WASHINGTON
— For years, Kenya has been a political headache for President Obama
and a geopolitical headache for the United States. But now in his
seventh year in office, with his last election behind him, Mr. Obama has
decided to embrace his heritage by visiting the land of his father for
the first time as president.
Mr.
Obama will travel to Kenya in July to co-host a forum on
entrepreneurship as part of an effort to support economic development in
Africa, the White House announced Monday. In the process, the president
may hope to exorcise some of the ghosts that have haunted his
relationship with his family’s home country — so much that he once felt
obliged to produce a birth certificate to prove he was not born there.
Until
now, Mr. Obama has resolutely avoided stopping in Kenya while in
office, bypassing it during three previous presidential trips to
sub-Saharan Africa. In addition to the chattering such a stop would
presumably provoke among those who still refuse to believe he was born
in the United States, the idea of a visit to Kenya was also problematic
on the diplomatic front because of political instability and charges of
crimes against humanity lodged against that country’s president.
Now,
the case against the president, Uhuru Kenyatta, has been dropped, and
the perennial talk about Mr. Obama’s birth has faded in the United
States. So Mr. Obama seems to have concluded that a Kenya trip is
acceptable at home and abroad.
As
the White House announced the visit, it tried to present it as a
powerful symbol of America’s longstanding ties to Africa as represented
by its African-American president.
“Just
as President Kennedy’s historic visit to Ireland in 1963 celebrated the
connections between Irish-Americans and their forefathers, President
Obama’s trip will honor the strong historical ties between the United
States and Kenya — and all of Africa — from the millions of Americans
who trace their ancestry to the African continent,” two national
security aides to Mr. Obama, Grant Harris and Shannon Green, wrote on the White House website.
Mr.
Obama’s father, Barack Obama Sr., was a Kenyan who came to the United
States to study. While at the University of Hawaii, he met and married
Stanley Ann Dunham, and the two had a son. The elder Mr. Obama returned
to Kenya, and the two divorced; the younger Mr. Obama met his father
only once after that, when he was 10 years old.
The
future president visited Kenya as a young man, a journey chronicled in
his evocative 1995 memoir, “Dreams From My Father,” and he went again in
2006 as a senator. But Mr. Obama has remained largely distant from his
Kenyan relatives in office and the White House could not say yet whether
he would visit family during his trip.
The
connection to Kenya has long fueled unfounded rumors that Mr. Obama was
not born in Hawaii, despite the birth certificate he obtained from the
state in 2011. As recently as December, a poll by Fairleigh Dickinson
University found that nearly one in five Americans believe that Mr.

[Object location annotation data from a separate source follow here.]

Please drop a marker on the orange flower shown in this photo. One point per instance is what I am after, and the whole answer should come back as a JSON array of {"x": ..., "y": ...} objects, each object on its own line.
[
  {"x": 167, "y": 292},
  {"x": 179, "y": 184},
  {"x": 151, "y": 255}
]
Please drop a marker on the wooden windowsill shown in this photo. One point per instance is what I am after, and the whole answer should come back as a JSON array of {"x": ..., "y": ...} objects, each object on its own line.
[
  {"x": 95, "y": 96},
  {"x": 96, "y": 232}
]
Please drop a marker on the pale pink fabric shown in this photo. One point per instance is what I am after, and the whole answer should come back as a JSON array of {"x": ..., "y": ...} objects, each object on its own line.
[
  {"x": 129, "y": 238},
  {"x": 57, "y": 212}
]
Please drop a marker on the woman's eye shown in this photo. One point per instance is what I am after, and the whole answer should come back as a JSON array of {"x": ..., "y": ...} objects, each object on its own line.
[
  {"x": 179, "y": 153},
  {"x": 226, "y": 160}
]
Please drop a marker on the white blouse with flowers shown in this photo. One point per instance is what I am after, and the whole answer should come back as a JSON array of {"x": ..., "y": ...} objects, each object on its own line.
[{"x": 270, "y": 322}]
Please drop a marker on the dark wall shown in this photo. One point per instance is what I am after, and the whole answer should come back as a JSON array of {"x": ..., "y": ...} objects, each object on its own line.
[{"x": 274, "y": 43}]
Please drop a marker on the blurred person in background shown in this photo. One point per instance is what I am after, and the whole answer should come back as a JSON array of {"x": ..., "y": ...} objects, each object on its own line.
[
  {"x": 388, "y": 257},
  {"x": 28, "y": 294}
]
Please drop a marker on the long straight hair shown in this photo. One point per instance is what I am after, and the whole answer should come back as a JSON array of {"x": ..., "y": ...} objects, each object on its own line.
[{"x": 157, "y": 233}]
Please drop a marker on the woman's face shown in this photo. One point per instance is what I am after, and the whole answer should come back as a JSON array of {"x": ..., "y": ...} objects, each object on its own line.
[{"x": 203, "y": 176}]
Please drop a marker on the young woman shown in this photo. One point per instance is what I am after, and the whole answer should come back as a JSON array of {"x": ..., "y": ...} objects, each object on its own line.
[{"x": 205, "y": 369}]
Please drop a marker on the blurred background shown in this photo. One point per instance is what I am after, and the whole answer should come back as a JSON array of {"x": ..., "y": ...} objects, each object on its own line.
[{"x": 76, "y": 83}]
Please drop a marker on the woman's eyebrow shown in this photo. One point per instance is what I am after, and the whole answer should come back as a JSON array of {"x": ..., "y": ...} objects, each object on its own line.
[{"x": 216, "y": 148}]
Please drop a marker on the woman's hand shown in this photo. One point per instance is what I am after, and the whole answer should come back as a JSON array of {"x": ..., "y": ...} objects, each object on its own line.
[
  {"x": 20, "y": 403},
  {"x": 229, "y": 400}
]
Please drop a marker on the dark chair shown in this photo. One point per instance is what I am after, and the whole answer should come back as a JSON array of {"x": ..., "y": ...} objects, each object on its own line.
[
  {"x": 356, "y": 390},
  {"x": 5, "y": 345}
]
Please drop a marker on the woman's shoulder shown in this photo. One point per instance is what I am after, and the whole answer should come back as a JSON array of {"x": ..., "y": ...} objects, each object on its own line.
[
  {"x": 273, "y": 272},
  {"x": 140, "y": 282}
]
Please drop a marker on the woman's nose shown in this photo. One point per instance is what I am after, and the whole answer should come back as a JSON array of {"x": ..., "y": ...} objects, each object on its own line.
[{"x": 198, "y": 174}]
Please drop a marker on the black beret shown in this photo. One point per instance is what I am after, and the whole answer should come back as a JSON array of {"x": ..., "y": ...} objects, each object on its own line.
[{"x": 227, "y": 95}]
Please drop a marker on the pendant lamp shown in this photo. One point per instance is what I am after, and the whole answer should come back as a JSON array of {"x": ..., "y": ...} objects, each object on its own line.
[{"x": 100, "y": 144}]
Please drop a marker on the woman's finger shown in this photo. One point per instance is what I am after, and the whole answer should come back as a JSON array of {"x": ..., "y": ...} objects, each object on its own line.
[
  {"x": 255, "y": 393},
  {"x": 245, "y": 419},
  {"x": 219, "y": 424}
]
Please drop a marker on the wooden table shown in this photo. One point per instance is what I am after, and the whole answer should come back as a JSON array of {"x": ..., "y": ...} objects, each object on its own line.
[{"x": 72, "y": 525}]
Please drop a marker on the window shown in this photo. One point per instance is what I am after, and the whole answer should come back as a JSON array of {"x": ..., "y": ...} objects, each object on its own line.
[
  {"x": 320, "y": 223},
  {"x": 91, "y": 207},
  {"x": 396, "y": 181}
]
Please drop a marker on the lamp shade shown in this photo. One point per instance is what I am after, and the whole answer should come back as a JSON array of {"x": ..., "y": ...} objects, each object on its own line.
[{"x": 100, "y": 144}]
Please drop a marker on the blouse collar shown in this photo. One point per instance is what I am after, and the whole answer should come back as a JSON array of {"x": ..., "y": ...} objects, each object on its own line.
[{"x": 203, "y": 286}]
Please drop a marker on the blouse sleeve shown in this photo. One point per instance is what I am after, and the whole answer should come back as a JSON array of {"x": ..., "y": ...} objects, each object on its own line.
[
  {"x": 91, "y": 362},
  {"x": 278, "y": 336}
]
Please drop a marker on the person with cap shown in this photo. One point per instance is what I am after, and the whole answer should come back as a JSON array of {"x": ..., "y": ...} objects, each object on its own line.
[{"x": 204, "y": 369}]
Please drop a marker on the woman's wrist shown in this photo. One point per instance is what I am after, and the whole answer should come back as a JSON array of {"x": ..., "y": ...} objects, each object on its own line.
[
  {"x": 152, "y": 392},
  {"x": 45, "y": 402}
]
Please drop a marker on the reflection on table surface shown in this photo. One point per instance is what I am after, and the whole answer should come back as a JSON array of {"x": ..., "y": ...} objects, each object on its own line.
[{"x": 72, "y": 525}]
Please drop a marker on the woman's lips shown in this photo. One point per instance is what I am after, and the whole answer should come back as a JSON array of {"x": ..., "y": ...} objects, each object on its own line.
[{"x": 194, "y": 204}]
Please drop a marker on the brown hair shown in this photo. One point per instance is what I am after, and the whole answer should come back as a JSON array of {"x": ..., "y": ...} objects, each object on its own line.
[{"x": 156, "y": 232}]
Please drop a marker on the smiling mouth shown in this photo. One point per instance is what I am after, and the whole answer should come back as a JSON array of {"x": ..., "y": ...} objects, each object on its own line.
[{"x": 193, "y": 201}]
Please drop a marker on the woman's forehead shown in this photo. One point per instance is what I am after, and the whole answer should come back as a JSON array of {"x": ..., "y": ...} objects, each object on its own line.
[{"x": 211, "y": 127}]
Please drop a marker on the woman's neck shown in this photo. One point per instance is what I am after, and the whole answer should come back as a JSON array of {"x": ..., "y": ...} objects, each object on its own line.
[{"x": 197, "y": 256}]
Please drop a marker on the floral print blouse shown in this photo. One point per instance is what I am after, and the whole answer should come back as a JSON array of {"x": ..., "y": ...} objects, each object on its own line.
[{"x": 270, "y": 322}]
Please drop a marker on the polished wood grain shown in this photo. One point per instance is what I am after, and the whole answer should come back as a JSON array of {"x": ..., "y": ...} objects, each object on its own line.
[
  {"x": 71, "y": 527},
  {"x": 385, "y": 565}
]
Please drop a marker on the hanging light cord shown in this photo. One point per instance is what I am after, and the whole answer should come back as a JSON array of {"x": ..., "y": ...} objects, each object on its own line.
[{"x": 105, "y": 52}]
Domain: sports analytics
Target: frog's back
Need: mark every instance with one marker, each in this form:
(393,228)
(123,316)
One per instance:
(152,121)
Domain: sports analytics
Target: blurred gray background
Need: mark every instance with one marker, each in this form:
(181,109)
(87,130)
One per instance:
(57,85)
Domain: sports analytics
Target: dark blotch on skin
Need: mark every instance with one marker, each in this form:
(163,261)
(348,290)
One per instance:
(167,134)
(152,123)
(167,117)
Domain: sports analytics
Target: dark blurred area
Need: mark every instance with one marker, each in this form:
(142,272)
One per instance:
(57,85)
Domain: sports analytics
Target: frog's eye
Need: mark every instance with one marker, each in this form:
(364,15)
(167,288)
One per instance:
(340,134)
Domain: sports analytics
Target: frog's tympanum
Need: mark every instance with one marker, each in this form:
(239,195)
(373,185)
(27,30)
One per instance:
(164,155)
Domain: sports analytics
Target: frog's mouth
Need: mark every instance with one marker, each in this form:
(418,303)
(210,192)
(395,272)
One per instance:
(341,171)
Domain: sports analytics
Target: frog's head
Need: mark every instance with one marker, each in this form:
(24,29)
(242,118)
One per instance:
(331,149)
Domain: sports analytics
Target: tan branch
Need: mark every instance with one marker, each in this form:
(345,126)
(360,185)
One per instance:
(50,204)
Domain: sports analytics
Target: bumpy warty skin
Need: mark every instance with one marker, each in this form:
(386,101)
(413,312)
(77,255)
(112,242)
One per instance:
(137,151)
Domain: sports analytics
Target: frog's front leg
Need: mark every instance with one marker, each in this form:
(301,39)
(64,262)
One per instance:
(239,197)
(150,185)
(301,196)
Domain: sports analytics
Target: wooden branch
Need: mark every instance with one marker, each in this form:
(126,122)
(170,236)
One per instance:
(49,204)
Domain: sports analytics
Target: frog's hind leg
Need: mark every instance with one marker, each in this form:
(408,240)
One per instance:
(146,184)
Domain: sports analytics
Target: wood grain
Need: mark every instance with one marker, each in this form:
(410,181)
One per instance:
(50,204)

Obama is probably or definitely not a United States citizen.
At the annual Gridiron Dinner in Washington this month, he teased those who question his patriotism.
“If I did not love America, I wouldn’t have moved here from Kenya,” he joked.
While
many Kenyans have been upset that Mr. Obama has stayed away, the
country has experienced turbulence in recent years that made it harder
for him to visit.
Mr. Kenyatta, the Kenyan
president, was charged in 2011 with instigating and financing ethnic
clashes after disputed elections in 2007 that cost more than 1,200 lives
and forced 600,000 from their homes. The first sitting president to
appear before the International Criminal Court, Mr. Kenyatta denied the
charges and the case was dropped in December after prosecutors could not
produce enough evidence.
Since
a terrorist attack on the Westgate Mall in Nairobi in 2013, for which
the Shabab, a Somali militant group, claimed responsibility, Kenya’s
government has expanded efforts to counter violent extremism. But it has
also passed laws restricting nongovernmental organizations operating
there, in the name of security, and critics say the country’s Muslims
have been targeted in the zeal to combat the Shabab.
“What
really makes it difficult for us is that, yes, we are victims of
terrorism, but then we are also victims of counterterrorism,” Hussein
Khalid, executive director of Haki Africa, a human rights group, told a
congressional hearing in Washington last week. “In Kenya,” he added,
“once you’re a suspect of any terror attack, there is no innocent until
proven guilty. Once you’re a suspect, you have to count your days. Your
days are numbered. Sooner or later, we find you dead somewhere.”
White
House officials said that Mr. Obama would address human rights issues
during his visit. But they emphasized the progress Kenya has made, to be
highlighted at the Global Entrepreneurship Summit meeting, the first
time the six-year-old forum, founded by Mr. Obama, will be held in
sub-Saharan Africa.
“Choosing
Kenya as the destination for G.E.S. underscores the fact that Africa,
and Kenya in particular, has become a center for innovation and
entrepreneurship,” Mr. Harris and Ms. Green wrote.